A dimensão histórica e estratégica da relação entre Brasil e Paraguai

» Sérgio E. Moreira Lima — Embaixador de carreira, advogado e presidente do Conselho da Sociedade Brasileira de Direito Internacional

Compete à história manter viva a memória dos tempos a fim de que se possa aprender com os erros do passado. O episódio recente de espionagem envolvendo Brasil e Paraguai tem motivado artigos que lançam um olhar enviesado para a Guerra da Tríplice Aliança, que se tornou conhecida como a Guerra do Paraguai, de 1864 a 1870. Trata-se de um conflito desastroso, que não foi provocado pelo Brasil. Trouxe enormes perdas para o Paraguai, bem como consequências políticas e econômicas importantes para o Brasil com a abolição da escravidão, a queda da monarquia e a proclamação da República. A guerra despertou repúdio do Visconde do Rio Branco, maior estadista do Império, ao uso da força nas relações internacionais. Ela exerceu importante influência em seu filho, futuro barão do Rio Branco, patrono da diplomacia brasileira, que se tornou o artífice da cultura de paz, marca da identidade internacional do Brasil.
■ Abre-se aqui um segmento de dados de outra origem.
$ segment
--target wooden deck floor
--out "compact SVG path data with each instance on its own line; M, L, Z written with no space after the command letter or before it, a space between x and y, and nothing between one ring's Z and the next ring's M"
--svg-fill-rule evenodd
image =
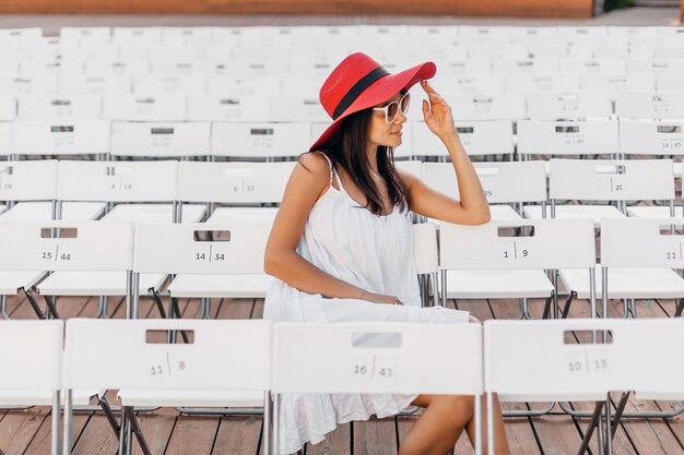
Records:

Se o objetivo é voltar ao passado para entender o presente, caberia examinar a gênese da independência do Paraguai e o papel exercido pelo Brasil para torná-la realidade. Em seu La Independencia del Paraguay y el Imperio del Brasil, o historiador paraguaio R. Antonio Ramos examina em profundidade, a partir de ampla pesquisa, em fontes primárias, o processo de reconhecimento internacional da independência do Paraguai nas décadas de 1840 e 1850, especialmente a contribuição do Brasil. Publicado em 1965, em Assunção, e reeditado pela Funag em 2016, o livro permite a compreensão histórica do início das relações entre o Brasil e o Paraguai, num contexto em que fica claro o ânimo positivo do Império brasileiro em relação à autonomia do vizinho guarani. Essa atitude era natural à luz do convívio no passado entre portugueses e paraguaios. Não havia nenhum fator de animosidade, muito pelo contrário, entre as duas nações sul-americanas.
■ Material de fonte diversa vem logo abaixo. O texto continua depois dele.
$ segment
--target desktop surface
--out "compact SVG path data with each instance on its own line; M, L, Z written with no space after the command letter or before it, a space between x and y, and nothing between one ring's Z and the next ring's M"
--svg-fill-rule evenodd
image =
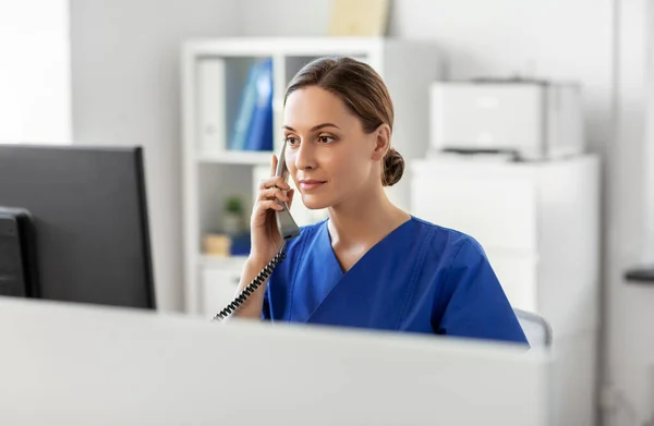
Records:
M0 423L544 426L546 353L0 297Z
A Guerra da Tríplice Aliança resulta do expansionismo territorial do governo autoritário de Solano Lópes (1862-1870), da captura do navio brasileiro Marquês de Olinda e da invasão paraguaia da província de Mato Grosso. Após a agressão, Argentina, Brasil e Uruguai formaram a Tríplice Aliança em defesa da integridade territorial, da livre navegação dos rios platinos e da salvaguarda dos interesses da região. Como diplomata, comecei minha carreira no Itamaraty na então Divisão da Bacia do Prata, na década de 1970, e pude testemunhar o respeito, o empenho e a amizade do Brasil em relação ao Paraguai. O Brasil planejou e trabalhou para tornar realidade o paradigma de Rio Branco de fazer da geografia a melhor política, capaz de gerar também prosperidade econômica.

O projeto de Itaipu é, sem dúvida, o marco dessa relação, que se amplia e se torna mais complexa com a aproximação dos dois países, assim como é também o próprio Mercosul. Atualmente, outras frentes de parceria e cooperação estão sendo abertas, tais como a rota bioceânica, que ligará o Porto de Santos ao de Antofagasta, no Chile, promovendo ainda maior integração do Brasil com Paraguai e Argentina. A rota é de imenso valor estratégico para o desenvolvimento regional na medida em que estabelece a ligação do Atlântico ao Pacífico, aproximando o Mercosul do Indo-Pacífico, da Índia, da China, da Austrália, da Indonésia, do Vietnã, do Japão, da Coreia do Sul e de tantos outros importantes países emergentes. O projeto da rota bioceânica, que tem na ponte sobre o Rio Paraguai, entre Porto Murtinho e Carmelo Peralta, importante elo, a ser inaugurado no primeiro semestre de 2026, abrirá perspectivas promissoras para o futuro do comércio de bens e serviços com os mercados mais dinâmicos do planeta.

Como observou outro estudioso paraguaio, o conhecimento histórico fundamenta e dá sentido aos vínculos cada vez mais profundos que se vão consolidando entre o Brasil e o Paraguai em benefício mútuo, do Mercosul e de toda a América Meridional. Não se pode perder de vista a dimensão estratégica do que está sendo construído pelos dois países. Quaisquer que sejam os incidentes de percurso serão pequenos diante da confiança na parceria e na aliança histórica entre o Brasil e o Paraguai.